Pink laments that extrinsic motivation has its uses in tasks that are mundane or algorithmic (tasks that follow a set of established instructions down a single pathway to one conclusion). However, he maintains that the current business operating system is based more on heuristic operations (tasks that require innovative and creative thinking) and that extrinsic motivation is no longer sufficient. 

Pink spends the second part of the book detailing his upgrade (motivation 3.0) to the currently ineffective motivational system. Pink's new approach focuses on increasing the amount of intrinsic motivation in employees and helping them find a flow state where the work gets done because they are personally motivated to do so. Pink's approach focuses on three key elements of intrinsic motivation: autonomy (the desire to direct our own lives), mastery (the urge to make progress and get better at something that matters), and purpose (the yearning to do what we do in the service of something larger than ourselves). Pink argues that all three must be present for an employee to find the flow state and be truly motivated to do what they are doing. 
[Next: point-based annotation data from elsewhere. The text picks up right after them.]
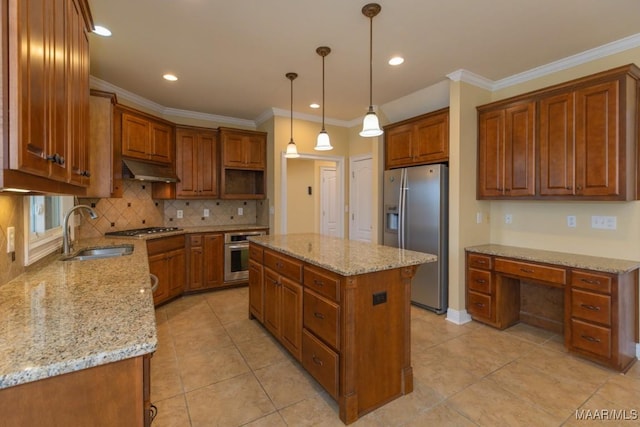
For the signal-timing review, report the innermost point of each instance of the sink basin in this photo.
(99, 252)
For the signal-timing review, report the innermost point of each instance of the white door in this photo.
(360, 190)
(329, 211)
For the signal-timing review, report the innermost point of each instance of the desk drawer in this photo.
(591, 338)
(322, 317)
(591, 307)
(479, 280)
(593, 281)
(321, 362)
(531, 271)
(479, 261)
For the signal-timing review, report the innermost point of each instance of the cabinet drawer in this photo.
(321, 362)
(479, 261)
(592, 281)
(532, 271)
(283, 265)
(322, 282)
(255, 252)
(321, 316)
(479, 280)
(479, 305)
(591, 307)
(591, 338)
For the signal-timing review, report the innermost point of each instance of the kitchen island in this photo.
(77, 337)
(342, 309)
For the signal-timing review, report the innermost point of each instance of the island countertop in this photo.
(71, 315)
(342, 256)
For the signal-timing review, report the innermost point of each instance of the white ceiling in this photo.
(231, 56)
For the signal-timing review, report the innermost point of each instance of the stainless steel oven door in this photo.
(236, 261)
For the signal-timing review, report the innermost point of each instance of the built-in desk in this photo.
(597, 297)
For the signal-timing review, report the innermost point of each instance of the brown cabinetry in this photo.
(206, 263)
(418, 141)
(584, 134)
(243, 154)
(49, 59)
(167, 262)
(196, 163)
(599, 310)
(145, 137)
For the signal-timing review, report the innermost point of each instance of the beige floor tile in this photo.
(440, 416)
(232, 402)
(286, 383)
(202, 369)
(488, 404)
(172, 412)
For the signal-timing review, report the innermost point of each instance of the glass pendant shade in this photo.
(292, 150)
(371, 125)
(323, 143)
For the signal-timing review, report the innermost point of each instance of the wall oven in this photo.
(236, 255)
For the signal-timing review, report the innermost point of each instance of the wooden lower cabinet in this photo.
(358, 350)
(206, 262)
(114, 394)
(167, 262)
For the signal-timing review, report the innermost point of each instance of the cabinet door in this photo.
(291, 320)
(272, 301)
(431, 139)
(158, 266)
(557, 148)
(256, 290)
(135, 136)
(491, 153)
(597, 140)
(161, 142)
(520, 150)
(398, 143)
(213, 261)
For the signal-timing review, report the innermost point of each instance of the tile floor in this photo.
(215, 367)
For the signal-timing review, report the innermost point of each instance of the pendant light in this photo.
(292, 150)
(323, 143)
(371, 125)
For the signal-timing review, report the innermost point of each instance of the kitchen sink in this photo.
(99, 252)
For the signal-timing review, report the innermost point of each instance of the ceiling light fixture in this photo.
(371, 125)
(292, 150)
(323, 143)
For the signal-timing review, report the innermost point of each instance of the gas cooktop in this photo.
(138, 232)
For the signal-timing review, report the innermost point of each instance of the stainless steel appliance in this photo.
(236, 254)
(416, 218)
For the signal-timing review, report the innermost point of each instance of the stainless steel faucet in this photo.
(66, 235)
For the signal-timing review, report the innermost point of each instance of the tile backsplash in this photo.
(136, 209)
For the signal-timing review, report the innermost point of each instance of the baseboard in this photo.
(459, 317)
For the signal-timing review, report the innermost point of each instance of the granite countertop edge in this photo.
(586, 262)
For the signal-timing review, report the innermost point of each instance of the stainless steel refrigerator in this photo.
(416, 218)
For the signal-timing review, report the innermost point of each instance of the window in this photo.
(43, 217)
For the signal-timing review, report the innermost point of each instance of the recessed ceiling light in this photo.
(102, 31)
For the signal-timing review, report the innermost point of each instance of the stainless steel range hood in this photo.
(143, 171)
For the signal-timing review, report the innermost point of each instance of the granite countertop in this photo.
(342, 256)
(587, 262)
(70, 315)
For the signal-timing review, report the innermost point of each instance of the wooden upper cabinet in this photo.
(146, 138)
(506, 152)
(417, 141)
(197, 163)
(243, 149)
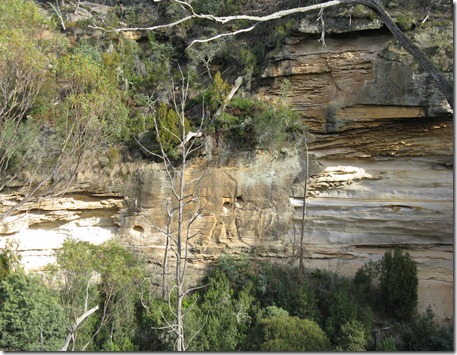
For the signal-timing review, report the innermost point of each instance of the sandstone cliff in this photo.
(379, 146)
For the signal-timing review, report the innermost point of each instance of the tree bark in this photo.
(441, 82)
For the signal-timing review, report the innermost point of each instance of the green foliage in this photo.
(388, 344)
(398, 284)
(259, 124)
(215, 96)
(405, 21)
(10, 259)
(425, 335)
(31, 318)
(277, 285)
(353, 337)
(290, 334)
(92, 100)
(171, 128)
(226, 315)
(273, 311)
(119, 274)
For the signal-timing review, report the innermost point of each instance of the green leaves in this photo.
(31, 318)
(290, 334)
(398, 283)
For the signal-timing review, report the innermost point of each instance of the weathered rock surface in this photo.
(380, 168)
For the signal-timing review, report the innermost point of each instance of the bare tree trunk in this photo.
(441, 82)
(301, 256)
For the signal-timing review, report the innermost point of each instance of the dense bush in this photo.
(398, 283)
(31, 317)
(423, 334)
(290, 334)
(260, 124)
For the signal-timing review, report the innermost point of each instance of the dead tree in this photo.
(183, 210)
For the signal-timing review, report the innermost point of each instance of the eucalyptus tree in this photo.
(245, 23)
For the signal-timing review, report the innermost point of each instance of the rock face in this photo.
(378, 156)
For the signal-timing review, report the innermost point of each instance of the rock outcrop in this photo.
(378, 156)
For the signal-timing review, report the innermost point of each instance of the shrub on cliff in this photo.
(289, 334)
(31, 318)
(398, 283)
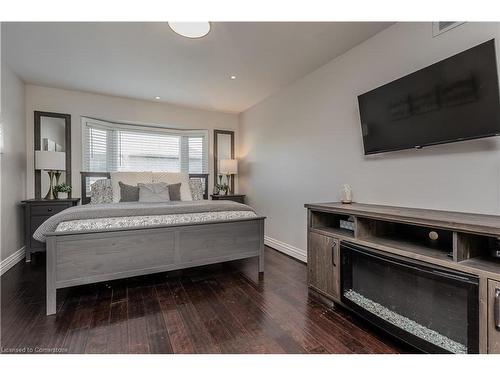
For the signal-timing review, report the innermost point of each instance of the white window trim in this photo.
(135, 126)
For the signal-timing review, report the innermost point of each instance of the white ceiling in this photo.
(144, 60)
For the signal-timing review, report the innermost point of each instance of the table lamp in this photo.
(228, 167)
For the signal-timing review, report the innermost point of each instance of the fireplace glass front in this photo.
(432, 308)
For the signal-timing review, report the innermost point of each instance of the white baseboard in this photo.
(12, 260)
(283, 247)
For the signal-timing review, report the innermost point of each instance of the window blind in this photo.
(110, 147)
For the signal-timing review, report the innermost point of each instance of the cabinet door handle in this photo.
(497, 309)
(334, 246)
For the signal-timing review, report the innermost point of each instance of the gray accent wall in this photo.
(303, 142)
(13, 162)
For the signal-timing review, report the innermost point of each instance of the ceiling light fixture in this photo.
(191, 30)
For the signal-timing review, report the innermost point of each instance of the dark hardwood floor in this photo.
(214, 309)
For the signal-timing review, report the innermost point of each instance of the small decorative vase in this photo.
(346, 194)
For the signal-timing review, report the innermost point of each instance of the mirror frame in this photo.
(216, 154)
(37, 146)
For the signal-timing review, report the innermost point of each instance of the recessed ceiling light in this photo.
(190, 29)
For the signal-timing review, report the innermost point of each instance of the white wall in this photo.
(13, 163)
(302, 143)
(78, 104)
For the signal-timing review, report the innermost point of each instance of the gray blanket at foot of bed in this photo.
(125, 209)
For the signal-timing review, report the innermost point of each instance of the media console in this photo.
(425, 276)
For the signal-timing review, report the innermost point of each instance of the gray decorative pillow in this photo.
(196, 186)
(174, 190)
(128, 193)
(101, 192)
(156, 192)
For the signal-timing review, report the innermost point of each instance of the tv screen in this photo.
(452, 100)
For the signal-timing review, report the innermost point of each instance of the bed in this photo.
(92, 243)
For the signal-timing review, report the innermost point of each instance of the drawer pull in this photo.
(334, 246)
(497, 309)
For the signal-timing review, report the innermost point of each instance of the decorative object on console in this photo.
(347, 224)
(53, 162)
(36, 212)
(229, 167)
(346, 194)
(495, 247)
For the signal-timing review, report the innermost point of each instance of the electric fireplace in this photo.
(431, 308)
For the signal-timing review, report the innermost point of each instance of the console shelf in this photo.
(456, 241)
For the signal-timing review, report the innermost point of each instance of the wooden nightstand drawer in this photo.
(48, 209)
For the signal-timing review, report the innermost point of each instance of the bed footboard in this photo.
(89, 257)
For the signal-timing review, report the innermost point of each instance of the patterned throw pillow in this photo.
(101, 192)
(128, 193)
(156, 192)
(174, 190)
(196, 186)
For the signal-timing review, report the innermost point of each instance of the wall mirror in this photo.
(223, 149)
(53, 135)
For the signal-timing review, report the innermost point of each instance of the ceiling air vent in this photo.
(444, 26)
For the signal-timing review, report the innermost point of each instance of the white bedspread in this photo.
(150, 220)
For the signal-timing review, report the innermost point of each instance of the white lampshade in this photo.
(50, 160)
(228, 166)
When it comes to the application of these theories to strategy, what I find so interesting and enthralling is the simple idea that things are not what they seem. Just because the majority of people assume something to be effective or true, doesn't mean it is either. Everything must be based on data and research if it is going to be truly effective in practice. There are so many insightful nuggets of information in this book that one little article can’t do it justice. It’s a pretty quick read that can change the way you think about the world of business and the science of motivation. I highly recommend it.